Freilandversuche am Menschen
Man sollte diese Konstellation nicht aus den Augen verlieren, wenn man sich mit der anhaltenden Debatte über "Elektrosmog" befasst, der Frage nach der Wirkung der elektromagnetischen Felder, die angeblich vor allem von Mobiltelefonen und den zugehörigen Sendemasten ausgehen. Seit einem knappen Jahrzehnt wird in den Zeitungen regelmäßig über Forschungsprojekte berichtet, die der Schädlichkeit der elektromagnetischen Felder auf die Spur kommen wollen, und kritische Bücher, mit Titeln wie "Das große Strahlen - Handy & Co.Die neuen Gefahren des Elektrosmogs", "Machen Handys und ihre Sender krank?" oder "Mobilfunk. Ein Freilandversuch am Menschen", werden in mehreren Auflagen gedruckt. Gerade in den letzten Wochen ist das Thema wieder Gegenstand öffentlicher Aufmerksamkeit geworden, weil sich die Versicherungen der Mobilfunkunternehmen zunehmend weigern, für die Deckung möglicher Schadensersatzforderungen zu garantieren.

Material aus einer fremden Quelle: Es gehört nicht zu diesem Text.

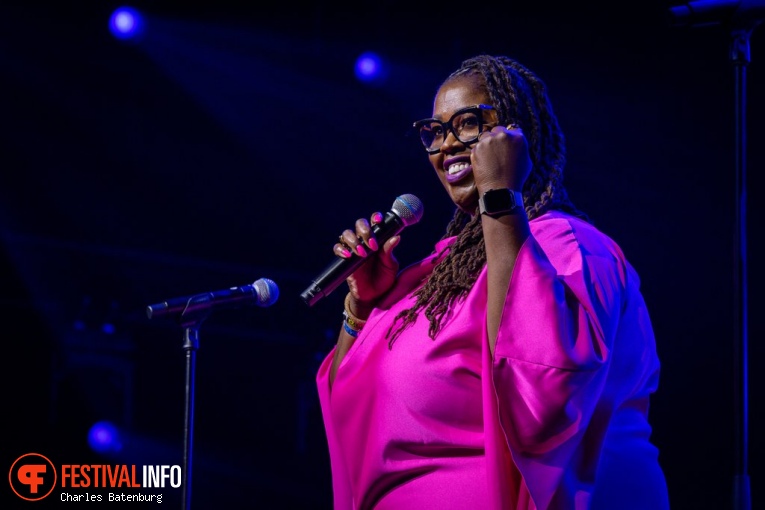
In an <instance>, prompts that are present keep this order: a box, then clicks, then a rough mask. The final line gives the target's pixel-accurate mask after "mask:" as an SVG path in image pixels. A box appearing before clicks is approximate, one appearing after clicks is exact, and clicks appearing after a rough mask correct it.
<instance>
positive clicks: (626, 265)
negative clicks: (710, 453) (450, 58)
mask: <svg viewBox="0 0 765 510" xmlns="http://www.w3.org/2000/svg"><path fill="white" fill-rule="evenodd" d="M432 108H433V110H432V114H431V117H430V118H427V119H423V120H420V121H417V122H415V123H414V124H413V128H414V132H415V133H416V135H417V137H418V138H419V141H418V142H417V143H422V146H423V148H424V149H425V153H426V154H427V157H428V159H429V160H430V164H431V166H432V167H433V169H434V170H435V173H436V176H437V177H438V180H439V181H440V183H441V185H442V186H443V187H444V189H445V190H446V193H447V194H448V195H449V197H450V198H451V199H452V201H453V202H454V205H455V206H456V208H455V213H454V217H453V218H452V220H451V222H450V223H449V225H448V226H447V227H446V229H445V233H444V235H443V237H442V238H441V240H440V241H439V242H438V243H437V244H436V246H435V248H434V249H433V250H432V252H431V253H430V255H429V256H427V257H425V258H424V259H423V260H422V261H420V262H418V263H415V264H412V265H409V266H408V267H406V268H404V269H400V267H399V263H398V261H397V259H396V257H395V255H394V249H395V248H396V246H397V245H398V244H399V243H400V242H401V238H402V237H405V235H406V234H405V233H404V234H399V235H394V236H392V237H390V238H389V239H387V240H385V241H384V242H379V243H378V240H377V239H376V237H375V235H374V232H375V228H374V226H375V225H377V224H378V223H380V222H381V221H383V216H382V214H380V213H379V212H377V213H373V214H371V216H370V218H369V219H367V218H360V219H358V220H357V221H356V222H355V224H354V225H353V227H352V228H348V229H347V230H345V231H343V232H342V233H341V235H340V242H337V243H336V244H335V245H334V247H333V253H334V255H336V256H339V257H343V258H349V257H351V256H352V255H356V256H360V257H364V258H365V259H366V260H365V262H364V263H363V264H361V265H360V266H359V267H358V268H356V269H355V271H354V272H353V273H352V274H350V275H349V276H348V277H347V279H346V282H347V285H348V288H349V292H348V294H347V297H346V299H345V310H344V311H343V320H342V326H341V328H340V332H339V337H338V341H337V345H336V346H335V347H334V348H333V349H332V351H331V352H330V353H329V354H328V356H327V357H326V359H325V360H324V361H323V363H322V365H321V367H320V369H319V372H318V374H317V384H318V391H319V396H320V400H321V406H322V413H323V419H324V425H325V430H326V434H327V441H328V446H329V453H330V459H331V469H332V483H333V494H334V508H335V510H351V509H359V510H368V509H373V508H374V509H376V510H391V509H394V510H409V509H411V510H415V509H417V510H421V509H436V508H437V509H440V510H457V509H471V510H472V509H480V510H509V509H522V510H531V509H540V510H541V509H567V510H568V509H577V510H584V509H600V510H603V509H605V510H613V509H619V510H647V509H651V510H665V509H667V508H669V503H668V496H667V486H666V482H665V478H664V474H663V471H662V468H661V466H660V463H659V456H658V453H659V452H658V449H657V448H656V447H655V445H654V444H653V443H652V442H651V432H652V428H651V424H650V421H649V414H648V410H649V399H650V397H651V394H652V393H654V392H655V391H656V390H657V385H658V381H659V368H660V364H659V359H658V357H657V353H656V344H655V339H654V334H653V330H652V326H651V320H650V318H649V314H648V311H647V310H648V309H647V305H646V303H645V302H644V299H643V296H642V294H641V291H640V280H639V278H638V274H637V273H636V271H635V269H634V268H633V267H632V266H631V265H630V263H629V262H628V260H627V259H626V258H625V255H624V253H623V252H622V250H621V249H620V247H619V246H618V244H617V243H616V242H615V241H614V240H612V239H611V238H610V237H608V236H607V235H606V234H604V233H602V232H601V231H600V230H598V229H597V228H596V227H595V226H594V225H593V224H592V222H591V221H590V219H589V217H588V216H587V215H585V214H584V213H583V212H581V211H580V210H579V209H577V207H575V205H574V203H573V202H572V201H571V200H570V199H569V196H568V194H567V193H566V189H565V188H564V184H563V170H564V165H565V156H566V151H565V146H564V137H563V133H562V132H561V129H560V126H559V124H558V121H557V119H556V116H555V114H554V113H553V109H552V105H551V103H550V99H549V97H548V95H547V89H546V87H545V84H544V83H543V82H542V81H541V80H540V78H539V77H537V76H536V75H535V74H534V73H533V72H532V71H531V70H529V69H527V68H526V67H524V66H523V65H521V64H520V63H519V62H517V61H516V60H514V59H511V58H508V57H505V56H488V55H479V56H476V57H474V58H471V59H468V60H465V61H464V62H463V63H462V65H461V67H459V68H458V69H457V70H456V71H454V72H453V73H452V74H451V75H449V76H448V77H447V78H446V80H445V81H444V82H443V83H442V84H441V85H440V87H439V88H438V90H437V91H436V94H435V98H434V102H433V105H432ZM339 321H340V313H338V322H339Z"/></svg>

Welches Wissen steht also über das Phänomen "Elektrosmog" zur Verfügung?
Grundsätzlich fällt in der Diskussion auf, dass ich der Kenntnisstand der Forschung über die Jahre hinweg nicht fundamental geändert hat; auch nach mehreren tausend Studien zum Verhältnis von Mobilfunk und Erkrankungen wie etwa Krebs ist kein gesicherter Zusammenhang nachzuweisen. Sogar die bisher größte Publikation aus dem Umkreis der Kritiker, Thomas Grasbergers und Franz Kotteders Buch "Mobilfunk" gesteht ein. "Im Grunde lässt sich die öffentliche, aber auch die wissenschaftliche Diskussion derzeit auf einen Satz reduzieren: Es herrscht keine Gewissheit." Wie also lässt sich das unverändert leidenschaftliche Insistieren auf der Schädlichkeit des Mobilfunks, dem Mangel an Evidenzen zum Trotz, genauer erklären?
Innerhalb der Logik technikgeschichtlicher Prozesse folgen die mahnenden Stimmen dem eingangs erwähnten Muster; eine neue Apparatur wird zwangsläufig dem Verdacht ausgesetzt, kontaminierend zu wirken, was in diesem Fall bereits die Begriffswahl verdeutlicht: "Elektrosmog" überträgt eine Wortschöpfung aus der Klimaforschung ins Feld der Physik. Würde man die in den beiden letzten Jahren erschienenen Mobilfunk-Ratgeber mit ähnlichen, nach der Einführung des Radios oder Fernsehens publizierten Büchern vergleichen, ergäben sich aufschlussreiche Kongruenzen, etwa was den Gebrauch und die argumentative Funktion des Wortes "Strahlen" betrifft. Ohne diese Identifizierung physikalisch zu legitimieren, bezeichnen die meisten Autoren elektromagnetische Felder bereits im Buchtitel als "Strahlen", wodurch sich das Unbehagen vor dem Mobilfunk unweigerlich in eine lange Tradition fundamentaler Bedrohungen einreiht.